In this blog post I want to present my own, much simpler theory, summarized by a simple statement:
Any dynamical system that acts such that it keeps existing or replicating is more likely to be observed in the future.
For instance, any animal keeps regulating their body to survive and replicating for the continued existence of the species. Thus, you are more likely to observe a cat than a non-functioning cat. Both animals and species are dynamical systems. These dynamical systems can be recursive in the sense of one containing the other. One example is the recursion species -> animals -> organs -> cells -> physics. The dynamics of these are informed by the seed information (e.g. genetics), and (pseudo-)random1 perturbations from the environment. The lowest level in the recursion (i.e. physics) has fixed dynamics. Some of these perturbations are resisted by the dynamical system, others are not. For non-resisted perturbations, two cases can emerge. Firstly, if these perturbations are harmful, the dynamical system might cease to exist and thus also its replication capability. Secondly, if these perturbations are beneficial, the dynamical system might exist for prolonged periods of time or replicate such that another level of recursion is added on top.

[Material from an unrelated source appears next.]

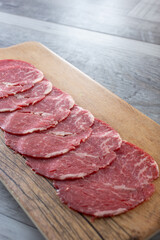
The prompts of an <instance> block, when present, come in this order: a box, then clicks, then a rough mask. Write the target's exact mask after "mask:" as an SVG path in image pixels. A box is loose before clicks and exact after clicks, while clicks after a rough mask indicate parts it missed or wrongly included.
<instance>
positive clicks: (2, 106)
mask: <svg viewBox="0 0 160 240" xmlns="http://www.w3.org/2000/svg"><path fill="white" fill-rule="evenodd" d="M51 91H52V83H51V82H49V81H48V80H47V79H43V80H42V81H41V82H38V83H36V84H35V85H34V87H33V88H31V89H29V90H28V91H26V92H23V93H18V94H16V95H14V96H10V97H7V98H3V99H0V112H12V111H15V110H17V109H20V108H21V107H25V106H28V105H30V104H35V103H37V102H39V101H41V100H42V99H43V98H44V97H45V95H46V94H48V93H50V92H51ZM6 116H7V114H6ZM8 116H9V115H8ZM0 118H1V116H0ZM0 122H1V120H0ZM6 123H7V120H6Z"/></svg>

At any time in a universe, the laws of this universe (i.e. the laws of physics) lead to random or pseudo-random interactions between entities. Most of this randomness will not lead to coherent systems (TODO, what is a coherent system? attractor state? but there is an additional optimization to extend the attractor state?). By chance, some of these interactions will be self-reinforcing and at some point replicating, from which perturbations create a wide variety of such dynamical systems. Because these variations compete for each other for resources, additional pressure for self-modification at any level in the recursive hierarchy is applied. This is reminiscent of evolutionary adaptation (On the Origin of Species).
The proposed principle does not talk about intelligence per se, but rather of the existence of any system (e.g. living being). Though, most living organisms are not perceived to be smart, but rather good at surviving in their niche. For instance, there are many more bacteria and viruses on this planet than humans. Thus, I am suggesting that intelligence is merely a side-effect of the existence/replication optimization objective in our universe (but a very powerful side-effect w.r.t. this optimization objective). For artificial machines that shall not just create complexity according to this objective but get increasingly better at solving a specific task or any computable task it will encounter in the future, we will need to define extrinsic or intrinsic objectives, for instance see Universal AI, POWERPLAY and other artificial curiosity based systems, or Empowerment.
Active inference is similar to this theory in the sense that any ‘living’ dynamical system optimizes to maintain certain attractor states by minimizing the free energy. This makes three assumptions, that we do not require: Firstly, we don’t assume ergodic behavior of the dynamical system, in the sense that states have to be revisited. Thus, we don’t have to define attractor states, but instead, any state that supports the existence of the system is permitted. Secondly, we don’t assume the minimization of a specific quantity for the internal dynamics of the system, like the free energy. Crucially, this theory includes reactive systems that do not model their environment but directly react to observed changes. As such, modeling the environment is not a prerequisite, but potentially useful.